Ripley – you are right, “odd” was an inappropriate choice of word for the issue of salary. I am one of those who judge compensation by more than the dollar amount, but since the collapse of the financial sector, I’ve been shocked and awed by the salary demands of people in finance, many of whom seem to be rather bad at their job.
As you note, there are many factors to consider that draw people into the university sector. However, salary is a big factor in compensation and the astronomical rise of executive salaries in recent years creates a challenge for public institutions interested in acquiring top talent. They cannot afford to let the salary gap grow too large.
Interesting, thanks. I take it the author is opposed to Pell grants. It would be interesting to experiment by diverting all Pell grant money along the lines he suggests.
However, while I agree with the negative part of his piece (that handing out tuition subsidies to consumers drive up cost), I think the positive case is much weaker than he acknowledges because it depends on a terribly naive world view. Handing the same amount of money to the institution rather than the consumer is unlikely to reduce prices dollar for dollar, rather, the money will simply be redirected toward other things that the people running the university value – nicer offices, more faculty, more fringe benefits for staff, more esoteric departments and courses, etc.
I also suggest the remorseless rise in higher ed cost plays a role in income inequality. Not in respect of the top 0.1 %. obviously but in the neighboring percentiles.
Mark-
I’m not necessarily against Pell grants or other targeted forms of education aid. I just think we need to recognize that its function is mainly to redistribute the existing spots in higher education, rather than to increase access overall. In the same way, I support rent control because it contributes to stable, economically-diverse neighborhoods (and recognizes the quasi-property rights of tenants), but I recognize that it may not do much to increase the supply of affordable housing.

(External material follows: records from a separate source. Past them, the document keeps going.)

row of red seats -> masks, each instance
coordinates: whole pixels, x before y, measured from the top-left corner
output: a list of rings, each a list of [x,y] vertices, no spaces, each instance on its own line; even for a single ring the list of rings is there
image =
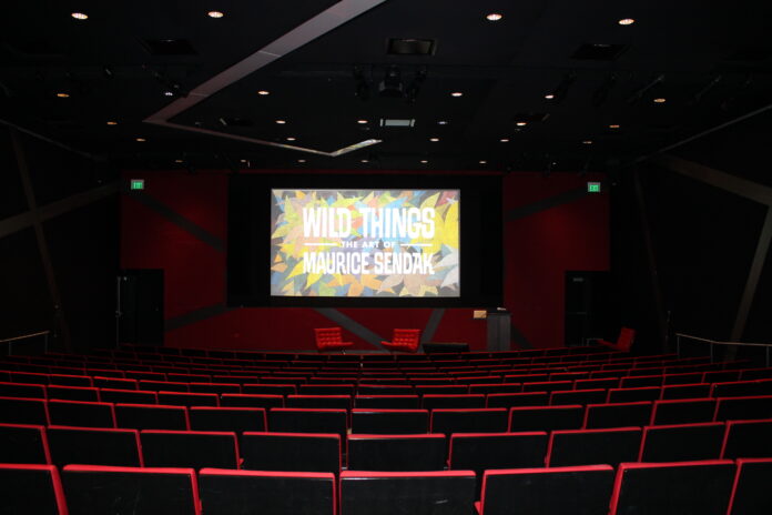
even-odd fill
[[[772,512],[772,460],[488,471],[276,473],[0,465],[7,513],[81,515],[751,515]]]
[[[139,430],[373,432],[553,431],[772,418],[772,395],[511,408],[335,410],[165,406],[0,397],[0,423]],[[362,428],[358,424],[362,425]],[[370,422],[376,424],[376,422]],[[363,431],[364,430],[364,431]]]
[[[772,418],[605,430],[373,435],[0,424],[0,462],[410,472],[772,457]]]

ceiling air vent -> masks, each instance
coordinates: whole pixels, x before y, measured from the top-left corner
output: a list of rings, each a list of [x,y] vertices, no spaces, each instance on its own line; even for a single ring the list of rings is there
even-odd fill
[[[437,43],[433,39],[392,38],[387,48],[390,55],[434,55]]]
[[[628,49],[627,44],[585,43],[573,52],[571,59],[587,61],[613,61]]]
[[[186,39],[141,39],[140,43],[151,55],[196,55]]]

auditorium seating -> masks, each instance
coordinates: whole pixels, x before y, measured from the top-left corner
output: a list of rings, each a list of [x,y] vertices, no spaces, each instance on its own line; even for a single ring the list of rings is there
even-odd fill
[[[455,501],[458,485],[435,475],[449,469],[471,476],[470,495],[480,499],[482,511],[496,513],[507,505],[499,497],[506,499],[509,489],[495,486],[505,481],[495,472],[504,471],[516,476],[514,485],[535,485],[518,513],[566,513],[563,502],[582,513],[579,506],[593,504],[570,501],[577,495],[570,485],[583,481],[571,477],[571,471],[601,466],[611,471],[609,481],[617,474],[617,513],[668,513],[671,508],[661,508],[657,499],[636,496],[638,489],[673,477],[692,488],[677,502],[678,509],[689,513],[700,471],[714,471],[715,460],[738,460],[737,465],[719,462],[730,464],[734,501],[730,495],[708,503],[725,502],[724,513],[735,515],[766,513],[754,509],[768,506],[759,485],[769,477],[772,458],[772,395],[766,390],[772,371],[749,363],[634,357],[598,349],[445,355],[183,354],[161,349],[0,357],[0,462],[6,467],[43,466],[30,469],[32,476],[53,486],[40,488],[53,492],[64,484],[64,504],[58,505],[55,495],[34,503],[47,503],[51,513],[63,513],[64,505],[69,513],[99,513],[100,499],[91,512],[83,511],[81,494],[70,499],[75,479],[68,477],[74,471],[89,476],[82,479],[85,488],[94,478],[106,481],[110,495],[133,495],[138,484],[154,481],[148,475],[177,482],[182,494],[169,501],[177,507],[159,504],[167,513],[196,513],[197,504],[189,502],[196,488],[204,513],[216,509],[216,503],[240,509],[236,499],[251,498],[245,485],[253,482],[255,488],[275,492],[297,485],[314,513],[337,513],[329,512],[331,499],[341,503],[341,513],[357,513],[373,505],[362,506],[367,488],[374,495],[385,495],[382,488],[408,495],[417,487],[410,483],[415,477],[431,478],[424,482],[427,488],[416,491],[417,505],[447,499],[441,509],[445,504],[466,506]],[[690,463],[693,469],[671,469]],[[191,471],[201,471],[197,479]],[[630,479],[622,481],[626,474]],[[331,478],[338,475],[345,479],[339,492]],[[216,476],[209,483],[214,486],[207,486],[210,501],[203,494],[205,476]],[[356,481],[370,486],[359,491]],[[549,488],[536,486],[541,482],[563,488],[562,495],[548,498]],[[236,504],[222,499],[220,484]],[[539,488],[545,493],[538,494]],[[589,486],[586,491],[593,494]],[[13,495],[23,497],[23,492],[18,488]],[[611,487],[599,495],[608,508]],[[276,513],[292,502],[278,494],[273,498],[266,509]],[[695,506],[699,511],[702,505]],[[149,501],[136,513],[154,509]],[[459,509],[468,514],[466,507]]]

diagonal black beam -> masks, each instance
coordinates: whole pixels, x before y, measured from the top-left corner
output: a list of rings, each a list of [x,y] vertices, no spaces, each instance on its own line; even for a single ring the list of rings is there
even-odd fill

On the other side, obviously it’s an empirical question how much of an incremental dollar in subsidy to a public institution goes to increase capacity, and a practical policy question how easy it would be to raise that proportion, if it’s low. Hopefully I’ll be able to return to those questions at some point. But historically, you have to admit, there was a long period in which public support for higher education mainly took the form of subsidies to institutions, during which capacity rose a lot and prices rose relatively little; and there has been a subsequent period in which support for higher education has increasingly taken the form of aid to individuals, during which prices have risen a lot and capacity relatively little. Which is at least consistent with the argument of the post.